People here see them as "mini" cars, meant for two small people when in reality the original Mini Cooper which is considerably smaller was meant for 4 adults. I'm 6'3" (1.9m) tall and I fit into first geneation Racing Mini's fine (and that's wearing a helmet, and maneuvering around a roll cage).
The concept of car as being something you use for transportation of people is foreign to many Americans. It seems that people feel a car/truck is meant to be an extension of their house/garage/storage locker, and as such has to have room to house everything from kids to pets to boxes upon boxes of crap which really isn't being used for anything except taking up space in the oversized vehicles which are only necessitated by said boxes/mentality of storing them in an automobile. Stupid.. yes.
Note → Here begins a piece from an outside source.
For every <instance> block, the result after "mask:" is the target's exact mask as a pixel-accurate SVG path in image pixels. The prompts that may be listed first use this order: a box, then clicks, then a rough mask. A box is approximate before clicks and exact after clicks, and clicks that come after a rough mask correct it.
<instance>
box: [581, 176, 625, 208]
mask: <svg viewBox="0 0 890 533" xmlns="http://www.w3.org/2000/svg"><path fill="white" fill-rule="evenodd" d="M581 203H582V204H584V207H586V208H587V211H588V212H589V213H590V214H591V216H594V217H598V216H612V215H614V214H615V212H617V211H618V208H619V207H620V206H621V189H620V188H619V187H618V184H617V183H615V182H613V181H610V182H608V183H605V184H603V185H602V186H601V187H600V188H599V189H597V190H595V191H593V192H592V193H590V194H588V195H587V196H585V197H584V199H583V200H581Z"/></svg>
Back on topic. The current Mini Cooper is a "Compact Car" in the US. There is no equivalent to the "Micro" car class in the US. For a better example of sizing, look at the VW Bora (1999-2005.5 Jetta). In the United States, it is a compact car, in Europe it is a mid-sized car. I use the term "in Europe" loosely, as I'm going by the general motoring press which I read routinely beit French, Italian, English, Dutch, or German.
If we want to talk Micro-Cars, we need to start talking about the Ford Ka, the VW Polo (which is getting larger as each generation progresses), the Smart car, the Nissan Sunny, the Fiat Cinquincento, etc. ad nauseum.
Many of those cars listed above are what most Americans really need for their everyday business whether it is commuting to work over the vast expanses of land we have here (my commute is 39km (a little over 24 miles) each way through long winding single lane country roads, including some pea gravel and short bursts of highway expanse. The concept of driving an SUV which weighs in at 2.5 tons (2.2 tonnes) getting something like 15mpg (almost 6.4 kilometers per liter) is outlandish, yet Americans as a whole don't see anything wrong with this.
It boils down to the issue of what they need vs. what they've been conditioned to think that they need.
I smile when I see a family driving in a VW Golf TDI because it tells me that they have more common sense than the next person, driving alone in their monstrosity of an SUV. I personally am quite happy with my most recent automotive purchase, but I'll leave that for another discussion.